Improving the world’s data commons
Investigating the provenance of Wikidata facts across languages at scale
Introduction
Wikidata is an openly accessible knowledge base that is built by a global community of volunteers. Since its launch in 2012 it reached more than 100 million items and 24,000 active editors (for more information see Wikidata statistics). Wikidata functions as the central source of information for a variety of projects in the Wikimedia ecosystem, including Wikipedia, a free, open content online encyclopaedia created through the collaborative efforts of a community of users also known as Wikipedians. Wiktionary is a dictionary available in over 151 languages written collaboratively by volunteers, it includes a thesaurus, a rhyme guide, phrase books, language statistics and extensive appendices. Finally, Wikisource is an online library that collects and stores previously published texts; including novels, non-fiction works, letters, speeches, constitutional and historical documents, and a range of other documents. There are also many other applications beyond this ecosystem, for instance intelligent assistants such as Siri and Alexa, and web search engines – Wikidata is feeding all these technologies to deliver truthful, up-to-date information to millions of people all over the world. Similarly, to Wikipedia, the scope of Wikidata is boundless, with topics as diverse as proteins, music, historical events, and space. Unlike Wikipedia though, Wikidata focuses on capturing factual information in a structured way rather than through text. The figure below shows a Wikidata claim with references.
The more popular Wikidata gets, the more important it is to ensure its quality. Prof Elena Simperl, an academic working on sociotechnical data systems, explains: “Our research looks at making sure that a crowdsourced information resource such as Wikidata can be trusted by readers and developers. To gain people’s trust, you need to make sure that the data is accurate and that it is up to date and that it’s free of biases that can emerge by the choice of content or preferences of editors.” At this stage it is important to point out that Wikidata, just like Wikipedia, is a so-called secondary source – it records information originally presented somewhere else alongside the source where it comes from. This means that to understand the quality of Wikidata content, you also need to consider these sources. In Prof Simperl’s words, “the challenge is to come up with an algorithm that allows one to verify the quality of these references at scale, for millions of claims written in different languages.”
What exactly did the team do?
The team began by analysing the quality of Wikidata claims and references written in six languages. Prof Simperl explains what they meant by quality: “The community behind Wikidata have already put a lot of thought into defining what quality means to them when it comes to sources of information: it essentially boils down to authoritativeness – is it high-profile, credible, trusted source like a peer-reviewed academic journal or a post on social media – relevance – how relevant is the source to the actual claim? and accessibility - when you click on it, you should be able to see the information pertaining to the fact quickly rather than having to download some sort of massive spreadsheet and start processing it and extracting the one row you need”. Mr Gabriel Amaral, PhD student at KCL Informatics explains: “by including other languages beyond English we wanted to see if there was a difference in quality between languages”. This matters because there are communities managing different versions of Wikipedia in different languages and they may have developed other practices to work with references.
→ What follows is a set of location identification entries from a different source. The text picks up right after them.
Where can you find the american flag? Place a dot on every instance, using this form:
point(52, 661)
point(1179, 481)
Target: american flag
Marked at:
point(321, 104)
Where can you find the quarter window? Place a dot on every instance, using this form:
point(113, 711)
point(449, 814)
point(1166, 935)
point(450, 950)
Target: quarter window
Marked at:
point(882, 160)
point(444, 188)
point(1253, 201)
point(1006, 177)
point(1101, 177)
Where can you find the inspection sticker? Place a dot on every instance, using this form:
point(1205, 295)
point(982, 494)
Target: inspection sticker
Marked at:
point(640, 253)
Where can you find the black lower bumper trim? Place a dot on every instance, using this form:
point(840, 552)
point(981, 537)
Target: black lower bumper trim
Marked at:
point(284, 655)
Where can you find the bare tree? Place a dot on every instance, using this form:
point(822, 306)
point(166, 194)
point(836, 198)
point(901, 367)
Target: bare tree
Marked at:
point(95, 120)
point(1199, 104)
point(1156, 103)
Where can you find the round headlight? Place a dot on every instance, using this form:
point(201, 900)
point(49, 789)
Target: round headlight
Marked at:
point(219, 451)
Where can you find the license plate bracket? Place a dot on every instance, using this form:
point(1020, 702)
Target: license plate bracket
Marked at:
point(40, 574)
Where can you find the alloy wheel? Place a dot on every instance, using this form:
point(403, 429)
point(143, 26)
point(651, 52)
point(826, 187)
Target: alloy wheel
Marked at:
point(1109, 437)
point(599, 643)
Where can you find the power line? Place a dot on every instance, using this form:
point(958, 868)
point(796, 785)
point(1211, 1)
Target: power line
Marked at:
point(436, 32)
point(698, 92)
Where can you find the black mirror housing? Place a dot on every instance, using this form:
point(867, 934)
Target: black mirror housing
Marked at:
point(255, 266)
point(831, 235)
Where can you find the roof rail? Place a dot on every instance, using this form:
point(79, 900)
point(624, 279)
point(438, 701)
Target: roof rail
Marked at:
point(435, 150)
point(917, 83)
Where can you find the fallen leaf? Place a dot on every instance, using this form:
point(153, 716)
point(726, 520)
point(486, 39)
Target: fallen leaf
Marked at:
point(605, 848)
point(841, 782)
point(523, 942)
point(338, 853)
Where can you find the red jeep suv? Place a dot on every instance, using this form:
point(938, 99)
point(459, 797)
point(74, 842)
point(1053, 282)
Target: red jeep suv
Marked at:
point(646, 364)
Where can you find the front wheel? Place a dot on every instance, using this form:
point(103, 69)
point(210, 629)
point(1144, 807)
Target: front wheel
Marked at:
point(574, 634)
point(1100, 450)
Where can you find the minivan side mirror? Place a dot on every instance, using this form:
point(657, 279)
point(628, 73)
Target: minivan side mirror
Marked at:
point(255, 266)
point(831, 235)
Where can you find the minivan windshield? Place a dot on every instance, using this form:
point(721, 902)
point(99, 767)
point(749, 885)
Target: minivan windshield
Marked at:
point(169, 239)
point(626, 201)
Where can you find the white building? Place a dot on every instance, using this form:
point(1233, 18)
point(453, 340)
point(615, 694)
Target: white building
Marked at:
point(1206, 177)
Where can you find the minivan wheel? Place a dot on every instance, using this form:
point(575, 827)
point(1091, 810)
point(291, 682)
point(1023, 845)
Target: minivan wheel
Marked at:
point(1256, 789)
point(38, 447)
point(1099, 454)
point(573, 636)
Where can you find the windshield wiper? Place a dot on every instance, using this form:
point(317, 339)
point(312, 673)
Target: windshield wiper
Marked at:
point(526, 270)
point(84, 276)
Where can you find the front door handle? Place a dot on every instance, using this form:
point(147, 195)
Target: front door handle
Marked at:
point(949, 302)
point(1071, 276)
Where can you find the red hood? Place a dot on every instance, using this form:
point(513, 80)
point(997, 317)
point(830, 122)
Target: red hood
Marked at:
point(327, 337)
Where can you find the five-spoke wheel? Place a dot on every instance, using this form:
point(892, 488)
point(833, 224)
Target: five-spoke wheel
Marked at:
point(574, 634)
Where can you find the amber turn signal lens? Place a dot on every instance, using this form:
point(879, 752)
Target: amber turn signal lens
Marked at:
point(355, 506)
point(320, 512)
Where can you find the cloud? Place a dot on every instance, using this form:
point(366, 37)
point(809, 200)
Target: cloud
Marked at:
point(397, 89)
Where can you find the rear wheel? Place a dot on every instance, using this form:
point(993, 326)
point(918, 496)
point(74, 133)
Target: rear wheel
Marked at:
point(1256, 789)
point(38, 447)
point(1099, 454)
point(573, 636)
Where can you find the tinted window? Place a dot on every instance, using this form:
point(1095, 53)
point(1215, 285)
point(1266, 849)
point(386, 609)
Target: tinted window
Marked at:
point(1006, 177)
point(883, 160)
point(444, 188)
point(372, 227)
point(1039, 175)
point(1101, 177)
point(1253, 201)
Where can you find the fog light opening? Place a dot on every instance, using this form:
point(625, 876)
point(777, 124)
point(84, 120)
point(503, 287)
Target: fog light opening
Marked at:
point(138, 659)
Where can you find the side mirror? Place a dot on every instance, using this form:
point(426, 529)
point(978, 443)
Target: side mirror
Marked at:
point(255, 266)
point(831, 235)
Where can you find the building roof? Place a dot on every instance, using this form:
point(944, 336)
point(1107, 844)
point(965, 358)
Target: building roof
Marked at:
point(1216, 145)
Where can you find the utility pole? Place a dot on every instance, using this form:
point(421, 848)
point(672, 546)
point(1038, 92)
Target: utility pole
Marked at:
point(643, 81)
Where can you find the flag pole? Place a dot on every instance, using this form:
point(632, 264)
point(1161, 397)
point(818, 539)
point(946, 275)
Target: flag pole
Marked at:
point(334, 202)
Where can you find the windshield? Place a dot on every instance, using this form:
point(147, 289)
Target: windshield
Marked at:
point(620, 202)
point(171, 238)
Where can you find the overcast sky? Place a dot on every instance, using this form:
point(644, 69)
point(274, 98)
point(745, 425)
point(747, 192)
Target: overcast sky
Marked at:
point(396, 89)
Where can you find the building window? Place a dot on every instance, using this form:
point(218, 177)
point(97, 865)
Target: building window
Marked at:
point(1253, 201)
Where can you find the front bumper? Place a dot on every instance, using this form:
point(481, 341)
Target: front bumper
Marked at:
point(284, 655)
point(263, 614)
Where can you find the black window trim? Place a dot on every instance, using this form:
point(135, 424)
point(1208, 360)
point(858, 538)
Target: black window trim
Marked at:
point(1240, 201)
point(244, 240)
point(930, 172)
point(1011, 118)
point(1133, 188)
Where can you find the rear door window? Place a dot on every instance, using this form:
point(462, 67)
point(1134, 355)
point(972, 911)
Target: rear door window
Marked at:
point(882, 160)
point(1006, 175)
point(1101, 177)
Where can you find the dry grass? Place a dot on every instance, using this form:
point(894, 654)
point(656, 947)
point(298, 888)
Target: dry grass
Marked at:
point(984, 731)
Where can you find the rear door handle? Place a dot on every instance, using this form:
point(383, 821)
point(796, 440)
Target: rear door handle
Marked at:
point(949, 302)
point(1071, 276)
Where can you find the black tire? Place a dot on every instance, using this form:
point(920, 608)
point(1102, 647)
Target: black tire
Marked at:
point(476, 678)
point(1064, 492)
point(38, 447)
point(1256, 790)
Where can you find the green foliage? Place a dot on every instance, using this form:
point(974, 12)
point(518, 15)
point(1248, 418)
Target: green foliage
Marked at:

The team then investigated how the quality of Wikidata varies according to language and reference type. Evaluating how authoritative, relevant, and accessible Wikidata sources are, is by no means an easy task – some small parts of it, like checking if the link works can be automated, for the rest you need someone to actually go to the source and check it. That takes time and resources, so the team started thinking about using machine learning, with a human in the loop to be able to scale it to millions of claims. They created a system that first asks volunteers from an online crowdsourcing platform to assess some references by hand, and then uses their answers to train different machine learning models. The team then evaluated this system with Japanese, Portuguese, Swedish, Dutch, Spanish and English references. This multilingual aspect of the work was important to the team. As Dr Piscopo explains, Wikidata … “can enable people who don’t speak English to have access to good quality, trustworthy information, and our system offers a way to check references in multiple languages and facilitate that”.
The impact so far
The novelty of this work encompasses many layers, Mr Amaral explains, “besides the dataset we provide open source and the analysis into the current quality of references in those five languages, we have a tool which is available to download for free which tells you for claims in a certain language, or in different languages, in which data statements, which claims do not work, why they don’t work, which references don’t work and why, and what can be improved in references.” The work was published in the ACM Journal of Data and Information Quality, which you can access here. In April this year it received the Wikimedia Research of the Year Award, which recognizes recent research that has the potential to have significant impact on the Wikimedia projects or research in this space.
The work was funded through two European training networks, WDAqua (for Dr Piscopo), and Cleopatra (for Mr Amaral). We would also like to thank the Wikidata team and community for their feedback and support.